About fruit! There are lower carb fruit but basically the sweeter something is, even naturally sweet, the more fructose it has. And therefore it will probably raise your number and cause you body too look to you blood system for its energy (instead of your fat and therefore you are less likely to lose weight and bring your numbers down). So the less fruit you eat, the better in the beginning. I have blackberries or strawberries 2-3 times a week (w/ homemade, raw milk yogurt). I make sure I do not eat more than 1/2 cup.

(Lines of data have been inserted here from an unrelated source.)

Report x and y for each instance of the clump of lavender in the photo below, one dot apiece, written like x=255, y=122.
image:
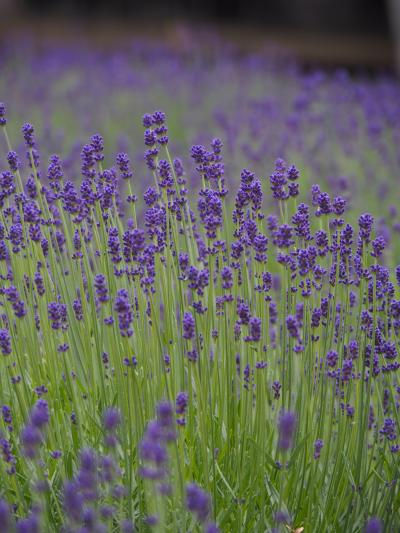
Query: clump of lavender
x=255, y=330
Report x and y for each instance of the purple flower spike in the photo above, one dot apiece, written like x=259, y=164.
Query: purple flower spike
x=28, y=132
x=188, y=325
x=3, y=120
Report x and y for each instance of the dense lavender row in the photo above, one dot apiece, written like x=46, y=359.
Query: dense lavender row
x=192, y=361
x=342, y=131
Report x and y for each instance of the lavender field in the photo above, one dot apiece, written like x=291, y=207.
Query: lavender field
x=200, y=293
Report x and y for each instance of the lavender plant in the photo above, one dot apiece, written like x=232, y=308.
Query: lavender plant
x=264, y=339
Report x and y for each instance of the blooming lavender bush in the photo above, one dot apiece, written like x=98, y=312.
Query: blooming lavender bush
x=180, y=357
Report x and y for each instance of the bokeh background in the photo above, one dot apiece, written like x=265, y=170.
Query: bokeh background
x=349, y=32
x=311, y=81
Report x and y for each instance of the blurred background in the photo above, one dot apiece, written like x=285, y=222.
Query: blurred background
x=320, y=32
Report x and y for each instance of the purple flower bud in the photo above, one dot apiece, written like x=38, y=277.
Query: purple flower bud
x=3, y=120
x=189, y=326
x=28, y=132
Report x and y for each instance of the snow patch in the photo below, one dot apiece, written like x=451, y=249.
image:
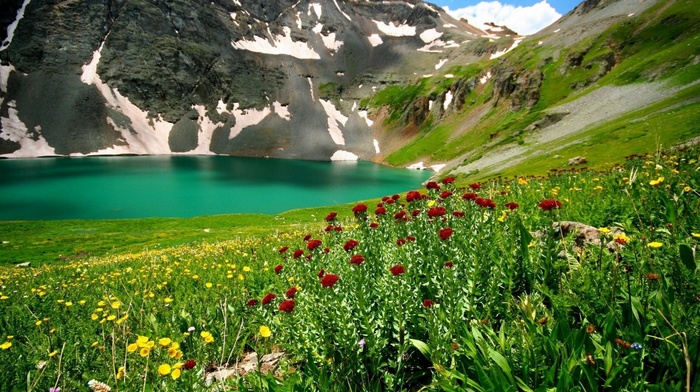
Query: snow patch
x=280, y=45
x=396, y=30
x=13, y=129
x=13, y=26
x=335, y=117
x=341, y=155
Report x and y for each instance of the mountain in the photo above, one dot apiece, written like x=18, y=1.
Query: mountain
x=397, y=82
x=280, y=78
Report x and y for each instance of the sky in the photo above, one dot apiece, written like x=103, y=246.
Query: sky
x=522, y=16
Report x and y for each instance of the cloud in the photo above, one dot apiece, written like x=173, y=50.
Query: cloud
x=523, y=20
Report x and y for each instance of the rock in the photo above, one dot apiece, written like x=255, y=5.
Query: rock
x=577, y=161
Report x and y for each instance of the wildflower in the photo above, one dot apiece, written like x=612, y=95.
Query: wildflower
x=97, y=386
x=359, y=209
x=445, y=233
x=350, y=245
x=549, y=204
x=329, y=280
x=287, y=305
x=397, y=270
x=164, y=369
x=357, y=259
x=291, y=292
x=268, y=298
x=313, y=244
x=189, y=364
x=512, y=205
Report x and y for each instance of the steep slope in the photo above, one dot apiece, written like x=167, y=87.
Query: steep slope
x=616, y=76
x=280, y=78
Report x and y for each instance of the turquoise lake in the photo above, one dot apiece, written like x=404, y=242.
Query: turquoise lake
x=186, y=186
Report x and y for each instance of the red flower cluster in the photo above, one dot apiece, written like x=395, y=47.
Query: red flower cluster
x=512, y=205
x=445, y=233
x=469, y=196
x=359, y=209
x=268, y=298
x=329, y=280
x=397, y=270
x=189, y=364
x=549, y=204
x=434, y=212
x=357, y=259
x=291, y=292
x=313, y=244
x=485, y=203
x=287, y=305
x=350, y=245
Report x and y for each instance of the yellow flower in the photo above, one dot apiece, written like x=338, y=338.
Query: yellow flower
x=164, y=369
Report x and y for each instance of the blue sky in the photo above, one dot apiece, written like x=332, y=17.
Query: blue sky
x=523, y=16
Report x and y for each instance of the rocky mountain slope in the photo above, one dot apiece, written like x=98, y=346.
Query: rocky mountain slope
x=279, y=78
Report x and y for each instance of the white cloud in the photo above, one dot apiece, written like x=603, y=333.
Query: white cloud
x=523, y=20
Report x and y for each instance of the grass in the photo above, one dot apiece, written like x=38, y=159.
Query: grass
x=451, y=287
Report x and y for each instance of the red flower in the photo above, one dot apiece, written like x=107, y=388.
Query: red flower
x=287, y=305
x=268, y=298
x=432, y=185
x=357, y=259
x=445, y=233
x=189, y=364
x=291, y=292
x=313, y=244
x=512, y=205
x=350, y=245
x=359, y=209
x=436, y=211
x=329, y=280
x=469, y=196
x=397, y=270
x=485, y=203
x=549, y=204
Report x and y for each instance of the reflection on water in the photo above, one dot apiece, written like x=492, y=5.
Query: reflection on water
x=185, y=186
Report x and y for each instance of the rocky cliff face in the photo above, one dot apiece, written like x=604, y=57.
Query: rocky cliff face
x=277, y=78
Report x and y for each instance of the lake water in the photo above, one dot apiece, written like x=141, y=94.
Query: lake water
x=186, y=186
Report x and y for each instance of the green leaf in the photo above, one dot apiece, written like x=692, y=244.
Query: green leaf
x=687, y=257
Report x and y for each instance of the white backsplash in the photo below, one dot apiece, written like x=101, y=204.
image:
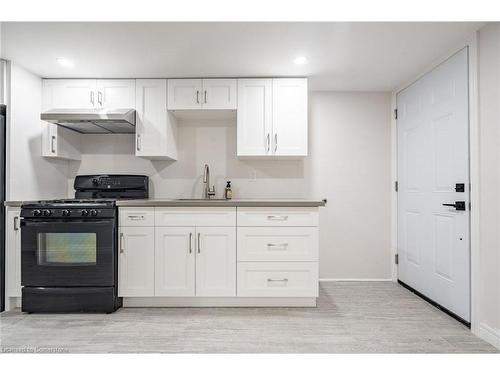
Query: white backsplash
x=198, y=144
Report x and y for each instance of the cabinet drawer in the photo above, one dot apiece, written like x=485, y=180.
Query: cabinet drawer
x=196, y=216
x=277, y=244
x=136, y=217
x=278, y=217
x=278, y=279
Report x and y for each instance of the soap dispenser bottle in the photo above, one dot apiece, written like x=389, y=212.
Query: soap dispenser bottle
x=228, y=192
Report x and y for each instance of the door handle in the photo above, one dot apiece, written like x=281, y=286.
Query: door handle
x=122, y=249
x=459, y=205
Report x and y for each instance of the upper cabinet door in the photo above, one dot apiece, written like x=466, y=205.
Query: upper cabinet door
x=184, y=94
x=69, y=93
x=115, y=93
x=289, y=117
x=254, y=117
x=219, y=94
x=155, y=128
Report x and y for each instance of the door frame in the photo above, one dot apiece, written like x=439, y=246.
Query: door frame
x=472, y=44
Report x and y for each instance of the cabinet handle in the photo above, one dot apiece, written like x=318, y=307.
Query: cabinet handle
x=122, y=248
x=278, y=217
x=280, y=245
x=136, y=217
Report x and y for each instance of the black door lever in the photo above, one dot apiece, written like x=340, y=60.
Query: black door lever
x=459, y=205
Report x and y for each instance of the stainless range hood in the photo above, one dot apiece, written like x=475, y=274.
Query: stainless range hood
x=92, y=121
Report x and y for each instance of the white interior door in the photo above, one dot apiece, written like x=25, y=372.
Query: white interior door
x=433, y=157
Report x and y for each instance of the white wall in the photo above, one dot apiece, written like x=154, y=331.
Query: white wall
x=349, y=165
x=29, y=176
x=489, y=158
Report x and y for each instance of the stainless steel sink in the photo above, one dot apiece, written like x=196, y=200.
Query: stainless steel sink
x=200, y=199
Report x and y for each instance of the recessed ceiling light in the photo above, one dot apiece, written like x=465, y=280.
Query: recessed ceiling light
x=64, y=62
x=300, y=60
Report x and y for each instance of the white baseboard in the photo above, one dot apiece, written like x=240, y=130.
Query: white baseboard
x=490, y=335
x=337, y=280
x=219, y=302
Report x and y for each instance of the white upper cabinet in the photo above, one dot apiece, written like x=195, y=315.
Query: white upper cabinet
x=155, y=127
x=189, y=94
x=290, y=117
x=254, y=117
x=116, y=93
x=69, y=93
x=272, y=117
x=219, y=94
x=184, y=94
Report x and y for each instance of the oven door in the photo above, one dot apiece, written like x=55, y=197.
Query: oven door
x=61, y=253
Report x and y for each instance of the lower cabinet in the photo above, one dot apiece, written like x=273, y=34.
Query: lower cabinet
x=175, y=260
x=195, y=261
x=136, y=262
x=201, y=252
x=216, y=261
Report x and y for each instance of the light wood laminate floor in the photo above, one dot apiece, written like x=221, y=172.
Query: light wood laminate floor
x=351, y=317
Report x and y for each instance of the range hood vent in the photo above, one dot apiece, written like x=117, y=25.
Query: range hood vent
x=92, y=121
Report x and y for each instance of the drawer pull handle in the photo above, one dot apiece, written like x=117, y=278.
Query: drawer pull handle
x=136, y=217
x=282, y=246
x=122, y=246
x=285, y=280
x=277, y=217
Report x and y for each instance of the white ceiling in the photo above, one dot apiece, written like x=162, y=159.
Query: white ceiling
x=342, y=56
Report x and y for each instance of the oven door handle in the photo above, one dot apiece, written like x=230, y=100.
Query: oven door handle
x=35, y=222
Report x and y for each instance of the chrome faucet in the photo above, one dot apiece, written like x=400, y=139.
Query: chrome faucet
x=209, y=191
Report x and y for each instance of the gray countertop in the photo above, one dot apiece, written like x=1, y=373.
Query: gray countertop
x=206, y=203
x=220, y=203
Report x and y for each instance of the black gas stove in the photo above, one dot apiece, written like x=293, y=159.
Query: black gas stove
x=69, y=251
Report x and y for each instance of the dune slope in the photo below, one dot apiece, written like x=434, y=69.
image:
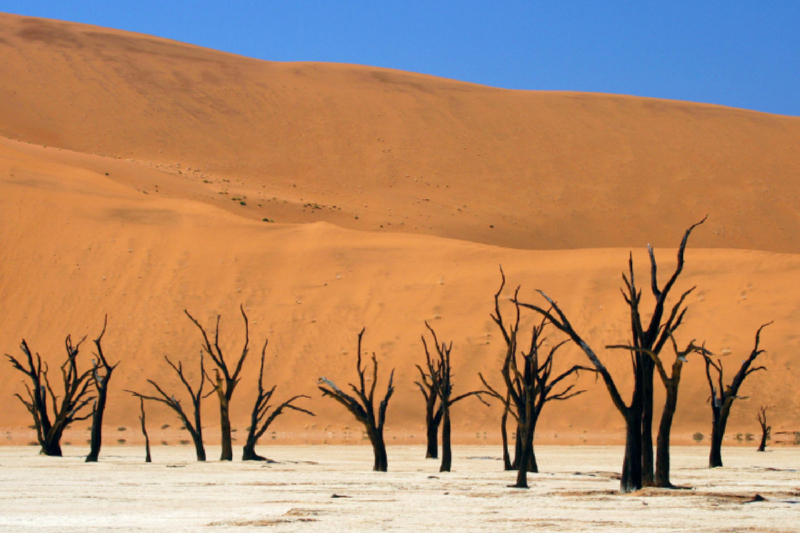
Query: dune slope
x=135, y=174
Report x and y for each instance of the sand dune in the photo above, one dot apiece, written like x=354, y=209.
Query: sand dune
x=135, y=173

Now you may not have a problem with your blood sugar spiking, so this does not apply to you. BUT I would make the argument that no matter how healthy you are, balance is always a good thing. Plus knowledge is power. Looking at what we eat, how much we eat and what is in those foods is always a good idea. The reason I was baking gluten-free was not because we were allergic to gluten, it was because we generally had too much gluten in our diets. I wanted my family to eat more balanced, so baking gluten-free was a simple way to replace some of the gluten in our diet with a healthy alternative. Now, I cannot eat those gluten-free items (I need to bake grain-free now) but for my family I still think gluten-free is a good for them because it will create a more balanced diet for them.
Sorry this post it so long. My little list not only gives me a creative outlet for this lifestyle change but helped me see clearly what I cannot and cannot eat or at least how much I can eat. Sure I will have some watermelon this summer. Will I have the two thick slices like I use to have? No! More like a 1/2 a cup. I will eat it slowly, I will savor it and really that is a good thing, high blood sugar or not!! More to come!